In CE’s dynamic pricing experiment, we found conclusive evidence of price responsiveness, as seen in other dynamic pricing pilots. We also found that equivalently designed PTR and CPP rates had equivalent impacts on peak demand. This finding complements the result found in the BGE pilot in Maryland during its first summer of operation in 2008, but contradicts the findings of the dynamic pricing pilots carried out in the District of Columbia in 2008–2009 and in Connecticut in 2009. This remains a fertile topic for future work. We also found that “information only” customers responded to the provision of pricing information but at a lesser rate than customers who were actually on dynamic pricing.

In this experiment, enabling technologies only affected the daily price elasticity and had no effect on the substitution elasticity.
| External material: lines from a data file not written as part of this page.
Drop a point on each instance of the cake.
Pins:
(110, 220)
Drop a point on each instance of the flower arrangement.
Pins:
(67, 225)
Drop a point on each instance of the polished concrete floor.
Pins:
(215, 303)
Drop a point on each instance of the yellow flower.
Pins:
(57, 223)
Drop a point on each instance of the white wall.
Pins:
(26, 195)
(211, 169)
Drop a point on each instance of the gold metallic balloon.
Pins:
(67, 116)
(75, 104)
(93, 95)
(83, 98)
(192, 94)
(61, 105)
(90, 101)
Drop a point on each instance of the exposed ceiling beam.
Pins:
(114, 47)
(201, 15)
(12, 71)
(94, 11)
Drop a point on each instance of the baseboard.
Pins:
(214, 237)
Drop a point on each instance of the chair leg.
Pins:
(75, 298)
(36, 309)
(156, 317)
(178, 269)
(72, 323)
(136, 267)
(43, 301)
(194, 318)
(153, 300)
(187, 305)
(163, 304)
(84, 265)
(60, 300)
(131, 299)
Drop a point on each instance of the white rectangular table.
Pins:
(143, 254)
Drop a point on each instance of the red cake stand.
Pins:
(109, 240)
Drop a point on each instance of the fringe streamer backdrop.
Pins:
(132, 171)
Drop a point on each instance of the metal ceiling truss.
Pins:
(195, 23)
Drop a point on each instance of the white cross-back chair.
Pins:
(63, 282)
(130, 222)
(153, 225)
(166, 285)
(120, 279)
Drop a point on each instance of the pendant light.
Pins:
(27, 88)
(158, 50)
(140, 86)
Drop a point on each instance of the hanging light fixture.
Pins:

This tended to yield a lower impact for enabling technologies than seen in other pilots.

Within the subset of the PPP customers who responded to the income question, we found that the elasticities of substitution for low-income customers with known income data were essentially the same as those for the average customer. Finally, we did not find any definitive evidence to support the existence of a Hawthorne effect in the pilot.